個眼、複眼のおはなし、たいへん興味深く、また勉強になりました。
きょうはすぐ目の前でカマキリがクモを捕まえる場面がありました。
投稿: 七里 | 2008年7月12日 (土) 17時38分
鳥をビックリさす、眼の模様
私もビックリしました。
「お腹に眼があるなんてなんちゅうムシや!」
このムシちゃんは目にスゴイこだわりを持って生きているんですね・・・
投稿: わんちゃん | 2008年7月12日 (土) 21時43分
七里さんへ
私も昆虫は洞穴などで退化でもしない限り複眼はあるものだと思っていましたので、身近なチョウやガの幼虫が複眼を持たないというのは意外でした。
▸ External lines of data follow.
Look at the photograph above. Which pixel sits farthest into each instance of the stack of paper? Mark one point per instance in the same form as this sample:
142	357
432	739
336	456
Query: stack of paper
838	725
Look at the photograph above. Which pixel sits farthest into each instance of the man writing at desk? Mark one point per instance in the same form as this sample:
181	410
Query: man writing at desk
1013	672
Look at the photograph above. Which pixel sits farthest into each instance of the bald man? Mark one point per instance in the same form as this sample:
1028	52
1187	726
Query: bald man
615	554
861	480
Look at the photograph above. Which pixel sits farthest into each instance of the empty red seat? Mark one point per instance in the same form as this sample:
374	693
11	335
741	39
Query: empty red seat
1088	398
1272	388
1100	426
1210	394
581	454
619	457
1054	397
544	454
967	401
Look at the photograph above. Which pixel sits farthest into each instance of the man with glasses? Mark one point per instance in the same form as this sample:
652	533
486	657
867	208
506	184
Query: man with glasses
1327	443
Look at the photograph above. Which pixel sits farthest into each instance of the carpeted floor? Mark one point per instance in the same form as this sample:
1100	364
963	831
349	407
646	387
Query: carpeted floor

> きょうはすぐ目の前でカマキリがクモを捕まえる場面がありました。
「肉食どうしのバトル」というだけでおもしろい、というのは不謹慎でしょうかね?
わんちゃんへ
片方に2つ目玉模様があれば、横から見ても見つめられているように見える?
アケビコノハの幼虫との共通点を感じます。
投稿: そよかぜ | 2008年7月13日 (日) 07時37分
今日二匹 お持ち帰りしました
おんなじ場所で居ましたので
羽化まで飼ってみようと思っています
投稿: tumumasi | 2008年7月13日 (日) 15時03分
餌になる葉の補給がたいへんでしょうが、落ち葉などを寄せ集めて糸でつづった中での蛹の写真に期待しています。